Don't believe the headlines: Water won't keep diabetes away

There are lots of things you can do right now to slash your risk of diabetes -- but drinking more water isn't one of them.

It's so obvious -- or should be so obvious -- that I feel ridiculous even saying it, but Harvard researchers claim that women who drink a cup of this miracle elixir a day can cut their diabetes risk by 7 or 8 percent.

That's quite the trick when you consider that water doesn't contain much of anything. But of course, there's a catch to this.

There's always a catch, right?

The reduced risk only kicks in when that cup of water replaces a cup of garbage, like soda.

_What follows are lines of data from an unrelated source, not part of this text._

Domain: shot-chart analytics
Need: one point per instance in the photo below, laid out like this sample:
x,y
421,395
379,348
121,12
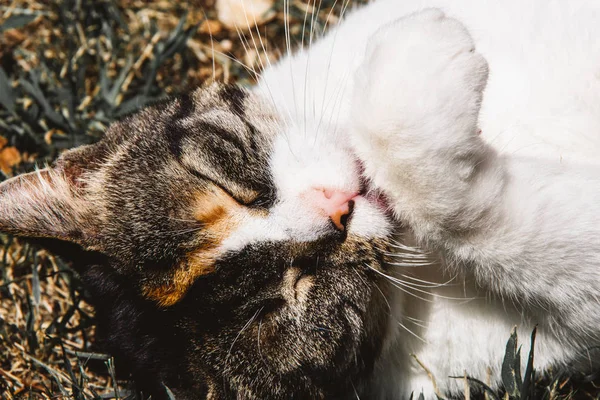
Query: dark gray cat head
x,y
215,265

In other words, if you don't drink any sugary drinks, adding a cup of water to your day isn't going to do a thing for your diabetes risk. And if you do drink soda, replacing it with water can cut your risk -- but it's not because of the water.

It's because you're drinking one less cup of crud a day.

So, it's really just a fancy way of delivering the same common-sense advice I've been giving all along: If you want to cut your disease risk, cut the junk out of your diet.

Don't just replace one cup of soda or juice with water. Replace all your sugar-sweetened beverages with better choices -- and it doesn't have to be water.

Heck, I never drink water myself.

Coffee and tea are much better choices, and the study found they can slash your risk even further than plain old water -- up to 17 percent, but only if you don't add sugar to them.

As far as I'm concerned, THAT should've been the headline from the new study -- not this nonsense over water.